Sin querer, regresamos a los mitos. Al hombre del saco. A Jack The Ripper. La literatura y el cine se nutren sin parar de ese miedo arraigado que tenemos a que un perturbado elija el peor momento y el peor lugar para cruzarse en la vida cotidiana de cualquiera de nosotros. Material narrativo archimanido que, sin embargo sigue siendo eficaz. Sigue provocando la misma ansiedad que el primer día. Para disfrutarlo, vean Luther, de la BBC. Para analizarlo amargamente, lean El país del miedo, de Isaac Rosa.

21 de julio de 2011

Todos son iguales


La endogamia es un mal inevitable en cualquier actividad. Sobre todo si esa realidad se observa desde fuera, con el escrutinio del entomólogo: detectando deficiencias, brechas en el sistema, vicios que funcionan como quistes malignos y que el propio sistema no reconoce como un potencial peligro para su supervivencia. Un proceso idéntico al de las células que tardan en reconocer cuáles de ellas están afectadas por un cáncer, hasta que la metástasis es irreversible.

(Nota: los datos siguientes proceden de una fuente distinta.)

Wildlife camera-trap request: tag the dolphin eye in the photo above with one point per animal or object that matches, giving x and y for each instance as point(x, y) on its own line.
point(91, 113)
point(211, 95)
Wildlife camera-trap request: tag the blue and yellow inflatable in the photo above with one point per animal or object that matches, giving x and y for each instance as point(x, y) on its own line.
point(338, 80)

Si aplicamos una mirada demagógica y superficial, la ecuación es sencilla: todos los políticos son corruptos; todos los taxistas, unos plastas; los futbolistas, vanidosos; los periodistas,... mejor me callo.

Por eso, uno imagina lo distinto que puede ser un mismo ecosistema contemplado desde dos ángulos inversos. La deformación afecta a los dos puntos de vista, y probablemente ninguna de esas dos perspectivas nos permita completar un cuadro definido. Así miramos el affaire Camps. Nosotros, desde fuera. Desde dentro, los políticos: los adversarios con ansia vampírica, cuando no con una grotesca torpeza. Los acólitos, con benevolencia y paternalismo, o con la astucia necesaria para capear el vendaval de mierda una vez que se viene encima, como es el caso.

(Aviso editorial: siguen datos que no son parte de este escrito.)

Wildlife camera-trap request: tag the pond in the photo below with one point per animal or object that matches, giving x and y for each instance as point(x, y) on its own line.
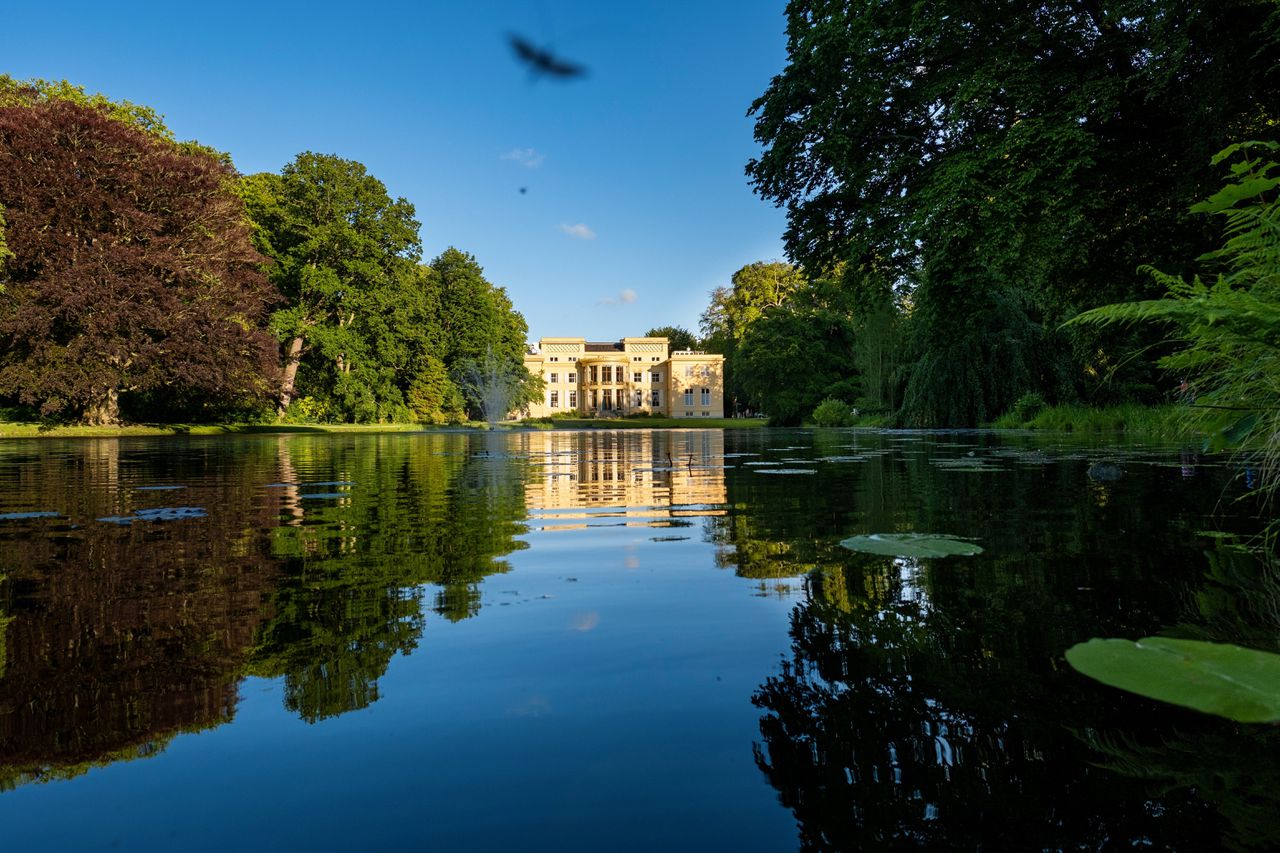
point(617, 639)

Si algo aporta la inestabilidad laboral es la oportunidad de contrastar muchas maneras de vivir. He trabajado en los ámbitos suficientes como para elaborar un catálogo propio de costumbres gremiales. He observado cómo la gente tiende a anclarse en sus puestos de trabajo, y a medida que va adquiriendo más pericia también va metiendo en la mochila de su bagaje demasiados vicios, tantas querencias distorsionadas que lo alejan del mundo, y, más aún, le hacen inconcebible la existencia de otros mundos.

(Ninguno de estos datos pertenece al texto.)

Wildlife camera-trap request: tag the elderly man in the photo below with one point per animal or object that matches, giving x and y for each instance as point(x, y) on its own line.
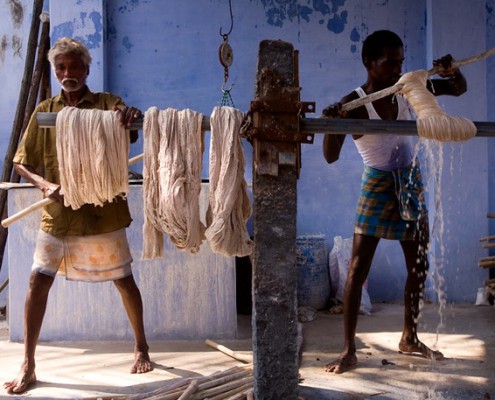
point(69, 239)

Así imagino a Camps, encastillado en sus verdades, inmaculado por convencimiento propio y por cacareo general de colegas y votantes, hasta que la realidad y la justicia han llamado a la puerta de palacio. Así Zapatero, y Aznar, y Mourinho, y la alcaldesa de mi pueblo. Vivir en sociedad supone renunciar bastante a tu independencia de criterio para ir asumiendo el discurso de nuestros camaradas. Mandar, además, implica imponer ese discurso. Y creérselo mejor que nadie.